Cameron Boozer est un ailier fort puissant, mesuré à environ 2,04 m sans chaussures pour 115 kilos, avec une envergure supérieure à 2,17 m. Son passage au Draft Combine a d’ailleurs changé une partie du discours autour de lui. Souvent présenté comme un joueur très productif mais pas forcément explosif, il a montré une mobilité plus intéressante que prévu dans les tests physiques, notamment sur les exercices d’agilité et de déplacement latéral. Il reste loin d’un intérieur vertical à la Anthony Davis, mais il n’a rien d’un joueur lourd ou figé.

Son intérêt principal reste évidemment son jeu. Boozer est un intérieur ultra complet, capable de scorer près du cercle, de s’écarter à trois points, de jouer dos au panier, de poser les bons écrans et de prendre les bonnes décisions dans le jeu à deux. Il n’est pas seulement productif, il comprend vite. Sa lecture du jeu, son sens du placement et sa qualité de passe lui permettent d’avoir un impact constant, même lorsqu’il n’est pas utilisé comme première option sur une possession.

C’est sans doute ce qui le rend aussi rassurant pour les scouts NBA. Boozer n’a pas besoin d’un environnement parfait pour exister. Il peut jouer avec la balle, sans la balle, punir un mismatch, attaquer un closeout ou servir de relais offensif depuis le poste haut. Sa maturité saute aux yeux. Il joue déjà avec une forme de calme et de maîtrise assez rare pour son âge, ce qui explique pourquoi son plancher paraît aussi élevé.

Le profil le plus sûr de la cuvée ?

Les interrogations existent quand même. Boozer n’est pas un protecteur de cercle naturel, et c’est probablement sa principale limite. Il n’a pas la détente ou la longueur verticale des grands intérieurs défensifs capables d’effacer les erreurs de toute une équipe. Il faudra aussi voir jusqu’où il peut tenir face à des ailiers NBA très rapides sur les changements défensifs. Le Combine a rassuré sur sa mobilité, mais le test sera évidemment différent face aux meilleurs attaquants du monde.

Son profil a souvent été rapproché de joueurs comme Domantas Sabonis, Kevin Love, Al Horford, voire Blake Griffin dans sa version plus technique et plus complète de Detroit. Les comparaisons ne sont jamais parfaites, mais elles donnent une idée de la palette : un intérieur puissant, intelligent, capable de produire, de faire jouer les autres et d’apporter une vraie structure offensive.

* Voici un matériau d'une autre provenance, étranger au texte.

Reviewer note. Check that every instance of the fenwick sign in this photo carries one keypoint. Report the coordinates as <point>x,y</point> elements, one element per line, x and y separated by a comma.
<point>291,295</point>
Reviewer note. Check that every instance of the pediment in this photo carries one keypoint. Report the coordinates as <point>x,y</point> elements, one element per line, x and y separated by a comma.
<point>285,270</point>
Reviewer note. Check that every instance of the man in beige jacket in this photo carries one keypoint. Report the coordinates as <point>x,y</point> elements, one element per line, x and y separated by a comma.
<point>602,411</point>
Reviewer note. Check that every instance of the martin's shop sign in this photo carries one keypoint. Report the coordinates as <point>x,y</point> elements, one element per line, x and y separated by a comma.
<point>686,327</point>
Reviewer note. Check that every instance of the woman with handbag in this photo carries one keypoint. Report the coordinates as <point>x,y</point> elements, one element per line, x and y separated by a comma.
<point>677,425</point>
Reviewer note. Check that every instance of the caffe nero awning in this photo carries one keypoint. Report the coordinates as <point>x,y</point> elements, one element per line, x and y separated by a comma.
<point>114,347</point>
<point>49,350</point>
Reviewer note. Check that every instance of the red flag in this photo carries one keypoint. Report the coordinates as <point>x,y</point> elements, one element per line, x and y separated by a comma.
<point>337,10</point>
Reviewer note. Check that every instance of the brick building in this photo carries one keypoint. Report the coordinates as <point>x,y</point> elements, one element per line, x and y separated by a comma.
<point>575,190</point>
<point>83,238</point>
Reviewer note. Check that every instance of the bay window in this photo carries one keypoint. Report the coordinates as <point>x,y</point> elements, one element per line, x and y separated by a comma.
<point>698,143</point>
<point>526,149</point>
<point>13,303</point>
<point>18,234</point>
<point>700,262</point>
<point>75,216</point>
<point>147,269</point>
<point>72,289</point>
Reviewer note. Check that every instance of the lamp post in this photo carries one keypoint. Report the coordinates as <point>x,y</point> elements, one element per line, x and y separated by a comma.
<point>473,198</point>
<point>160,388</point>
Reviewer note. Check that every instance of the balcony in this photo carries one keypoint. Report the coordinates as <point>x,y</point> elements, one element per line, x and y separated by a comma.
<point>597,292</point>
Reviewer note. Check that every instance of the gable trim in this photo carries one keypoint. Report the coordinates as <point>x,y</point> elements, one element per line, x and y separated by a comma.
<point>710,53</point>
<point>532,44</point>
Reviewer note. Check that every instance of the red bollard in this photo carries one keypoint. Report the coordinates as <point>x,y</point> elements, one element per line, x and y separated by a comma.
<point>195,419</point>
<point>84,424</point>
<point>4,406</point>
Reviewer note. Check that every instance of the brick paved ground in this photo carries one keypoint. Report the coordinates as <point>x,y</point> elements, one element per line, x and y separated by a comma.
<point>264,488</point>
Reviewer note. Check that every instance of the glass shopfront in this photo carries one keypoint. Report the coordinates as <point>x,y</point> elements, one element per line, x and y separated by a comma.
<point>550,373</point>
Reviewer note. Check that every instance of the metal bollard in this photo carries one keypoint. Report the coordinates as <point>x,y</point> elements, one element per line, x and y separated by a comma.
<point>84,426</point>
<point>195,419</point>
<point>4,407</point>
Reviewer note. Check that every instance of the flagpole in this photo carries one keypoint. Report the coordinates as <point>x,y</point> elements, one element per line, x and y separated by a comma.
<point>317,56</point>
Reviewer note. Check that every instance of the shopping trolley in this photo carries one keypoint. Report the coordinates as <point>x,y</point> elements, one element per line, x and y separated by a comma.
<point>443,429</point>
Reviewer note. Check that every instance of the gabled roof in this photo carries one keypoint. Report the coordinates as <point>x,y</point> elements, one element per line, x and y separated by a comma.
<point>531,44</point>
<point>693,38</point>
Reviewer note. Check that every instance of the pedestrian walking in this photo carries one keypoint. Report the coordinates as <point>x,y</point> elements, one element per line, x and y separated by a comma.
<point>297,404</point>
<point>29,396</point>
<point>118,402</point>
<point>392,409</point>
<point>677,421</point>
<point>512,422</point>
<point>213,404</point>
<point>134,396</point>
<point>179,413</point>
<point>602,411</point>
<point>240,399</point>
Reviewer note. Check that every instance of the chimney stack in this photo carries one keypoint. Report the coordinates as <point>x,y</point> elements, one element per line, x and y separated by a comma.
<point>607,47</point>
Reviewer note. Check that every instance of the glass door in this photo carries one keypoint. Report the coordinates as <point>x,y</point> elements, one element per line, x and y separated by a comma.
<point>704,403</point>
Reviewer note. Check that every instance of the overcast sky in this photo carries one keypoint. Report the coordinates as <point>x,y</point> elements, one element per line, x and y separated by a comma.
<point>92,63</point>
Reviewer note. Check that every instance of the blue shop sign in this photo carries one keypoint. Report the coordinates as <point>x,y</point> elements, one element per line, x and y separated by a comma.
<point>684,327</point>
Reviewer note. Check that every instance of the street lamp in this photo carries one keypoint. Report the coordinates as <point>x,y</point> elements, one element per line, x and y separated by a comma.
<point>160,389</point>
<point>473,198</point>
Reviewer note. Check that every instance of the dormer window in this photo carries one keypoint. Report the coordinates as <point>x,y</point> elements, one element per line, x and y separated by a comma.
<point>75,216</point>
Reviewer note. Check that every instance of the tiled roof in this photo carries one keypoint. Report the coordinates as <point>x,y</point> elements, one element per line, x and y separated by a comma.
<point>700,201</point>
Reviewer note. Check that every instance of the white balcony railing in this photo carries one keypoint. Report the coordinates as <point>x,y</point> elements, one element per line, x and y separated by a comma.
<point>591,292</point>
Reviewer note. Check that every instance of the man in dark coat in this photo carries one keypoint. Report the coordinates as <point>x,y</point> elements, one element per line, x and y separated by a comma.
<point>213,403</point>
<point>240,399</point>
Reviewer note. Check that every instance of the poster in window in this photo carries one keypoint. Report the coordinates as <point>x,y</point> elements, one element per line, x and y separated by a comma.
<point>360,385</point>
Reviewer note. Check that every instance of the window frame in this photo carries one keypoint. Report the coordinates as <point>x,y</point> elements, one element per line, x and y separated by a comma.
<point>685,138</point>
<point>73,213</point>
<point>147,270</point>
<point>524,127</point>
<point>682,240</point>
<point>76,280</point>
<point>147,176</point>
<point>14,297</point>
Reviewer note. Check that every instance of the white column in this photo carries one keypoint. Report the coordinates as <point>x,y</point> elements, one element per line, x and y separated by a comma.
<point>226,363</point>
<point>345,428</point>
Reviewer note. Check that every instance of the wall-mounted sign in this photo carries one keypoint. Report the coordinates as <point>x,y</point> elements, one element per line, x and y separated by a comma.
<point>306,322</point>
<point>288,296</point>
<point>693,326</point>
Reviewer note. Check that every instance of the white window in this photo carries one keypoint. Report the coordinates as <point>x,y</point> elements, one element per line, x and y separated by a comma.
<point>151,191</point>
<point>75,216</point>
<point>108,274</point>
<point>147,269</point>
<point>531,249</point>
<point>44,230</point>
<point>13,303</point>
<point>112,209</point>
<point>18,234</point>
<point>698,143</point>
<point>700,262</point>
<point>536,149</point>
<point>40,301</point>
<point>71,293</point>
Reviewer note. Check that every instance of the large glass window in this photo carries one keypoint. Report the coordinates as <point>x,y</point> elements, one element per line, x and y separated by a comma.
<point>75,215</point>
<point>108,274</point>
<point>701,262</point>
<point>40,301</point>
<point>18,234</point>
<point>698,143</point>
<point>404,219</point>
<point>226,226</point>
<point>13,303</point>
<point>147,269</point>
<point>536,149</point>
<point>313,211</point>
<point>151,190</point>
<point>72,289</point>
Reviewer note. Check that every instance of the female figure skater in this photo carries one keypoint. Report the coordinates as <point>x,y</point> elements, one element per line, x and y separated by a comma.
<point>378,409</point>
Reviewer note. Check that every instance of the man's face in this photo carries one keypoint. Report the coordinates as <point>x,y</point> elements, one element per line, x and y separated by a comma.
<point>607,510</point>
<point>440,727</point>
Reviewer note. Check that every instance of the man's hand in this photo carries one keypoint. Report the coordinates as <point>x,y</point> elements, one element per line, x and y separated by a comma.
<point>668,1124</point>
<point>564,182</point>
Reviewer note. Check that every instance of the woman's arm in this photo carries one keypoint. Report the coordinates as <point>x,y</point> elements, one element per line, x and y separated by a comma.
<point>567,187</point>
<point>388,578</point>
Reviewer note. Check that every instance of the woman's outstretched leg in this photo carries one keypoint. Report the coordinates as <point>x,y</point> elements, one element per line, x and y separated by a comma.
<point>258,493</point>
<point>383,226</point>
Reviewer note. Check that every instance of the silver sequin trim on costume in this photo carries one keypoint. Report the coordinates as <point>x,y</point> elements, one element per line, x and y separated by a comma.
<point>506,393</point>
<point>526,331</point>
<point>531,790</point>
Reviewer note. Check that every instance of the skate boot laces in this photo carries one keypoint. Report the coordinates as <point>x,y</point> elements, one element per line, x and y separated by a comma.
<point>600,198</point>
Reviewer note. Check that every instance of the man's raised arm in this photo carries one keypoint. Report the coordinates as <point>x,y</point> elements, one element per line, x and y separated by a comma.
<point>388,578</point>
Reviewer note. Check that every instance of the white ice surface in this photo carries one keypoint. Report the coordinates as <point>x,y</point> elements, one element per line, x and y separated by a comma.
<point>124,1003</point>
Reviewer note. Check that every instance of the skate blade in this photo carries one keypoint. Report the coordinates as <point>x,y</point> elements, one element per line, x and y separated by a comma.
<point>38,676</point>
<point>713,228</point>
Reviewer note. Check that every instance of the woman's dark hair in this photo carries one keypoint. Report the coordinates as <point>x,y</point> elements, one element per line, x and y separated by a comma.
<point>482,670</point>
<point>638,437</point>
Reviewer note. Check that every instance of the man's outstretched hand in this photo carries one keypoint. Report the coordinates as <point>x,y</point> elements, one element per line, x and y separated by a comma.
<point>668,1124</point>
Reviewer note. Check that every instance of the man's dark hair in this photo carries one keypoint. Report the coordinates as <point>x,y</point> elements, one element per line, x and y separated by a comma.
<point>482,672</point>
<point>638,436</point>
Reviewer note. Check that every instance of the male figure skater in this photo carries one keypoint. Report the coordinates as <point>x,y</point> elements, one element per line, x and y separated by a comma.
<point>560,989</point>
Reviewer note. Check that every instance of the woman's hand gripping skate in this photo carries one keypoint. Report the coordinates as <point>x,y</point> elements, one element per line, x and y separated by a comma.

Ce qui distingue Boozer, c’est aussi son habitude de gagner. Depuis le lycée jusqu’à Duke, il a très peu connu la défaite. Il arrive en NBA avec un corps déjà solide, une vraie confiance, une maturité technique et mentale, et cette impression qu’il pourra rapidement aider une équipe. Il ne possède peut-être pas le mystère de Peterson ou l’explosivité narrative de Dybantsa, mais il a quelque chose de précieux : un jeu déjà très lisible, très transposable, et très utile.

Pour Memphis, c’est exactement ce qui rend ce choix aussi intéressant. Les Grizzlies récupèrent un intérieur capable de s’intégrer sans devoir tout apprendre, mais aussi assez talentueux pour devenir bien plus qu’un simple complément. S’il confirme son tir extérieur, s’adapte à la physicalité NBA et trouve sa place défensive, Cameron Boozer peut très vite devenir l’un des meilleurs joueurs de cette cuvée. Peut-être pas le plus spectaculaire dès le premier soir, mais possiblement celui dont les coaches auront le plus de mal à se passer.